DIFC's agreement with Startupbootcamp will help it develop its fintech capabilities and the venture capital ecosystem in the emirate while also providing a much-needed boost for entrepreneurship.

Startupbootcamp is one of the world’s largest global network of industry specific programs that support early stage companies to rapidly scale their businesses by providing startups access to mentors, partners and investors.

Through this deal, early stage startups within fintech, insurtech and regtech can benefit from guidance and mentorship needed during their incubation period. DIFC hopes that this partnership will help boost entrepreneurship within the UAE, in turn attracting more venture capitalists to the country.

Startupbootcamp has been leading the development of the FinTech and InsurTech industries in cities like London, New York, Singapore, Amsterdam, Mexico City and Mumbai through our programs,” said Carsten Koelbek, Chairman of Startupbootcamp.

“To date we have invested in and accelerated more than 200 FinTech and InsurTech startups.”

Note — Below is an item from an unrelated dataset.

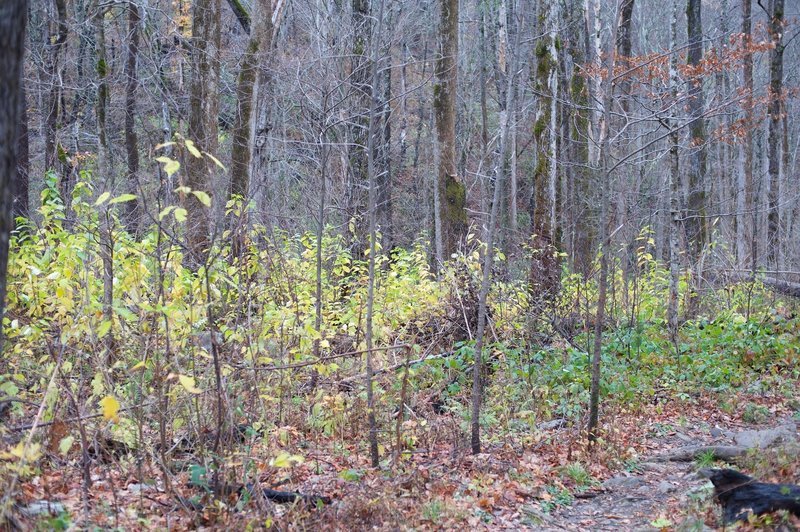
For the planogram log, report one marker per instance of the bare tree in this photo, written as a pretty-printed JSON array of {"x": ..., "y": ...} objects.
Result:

DIFC has been increasingly looking to develop fintech capabilities and hopes that it will be a hub for fintech startups in the future. Last year, the freezone established an accelerator called Fintech Hive. This initiative was followed by the launch of a $100 million fintech focused fund that aims to invest in startups within the incubation stage to growth stage.

It is not just Dubai that is looking to tap into fintech within the GCC. Abu Dhabi too has established a dedicated zone for fintech startups while Bahrain opened a Fintech Bay earlier this year.

According to State of Fintech report, investments in fintech startups had jumped to $35 million by October 2017, compared to a year earlier. This figure is expected to double by 2020.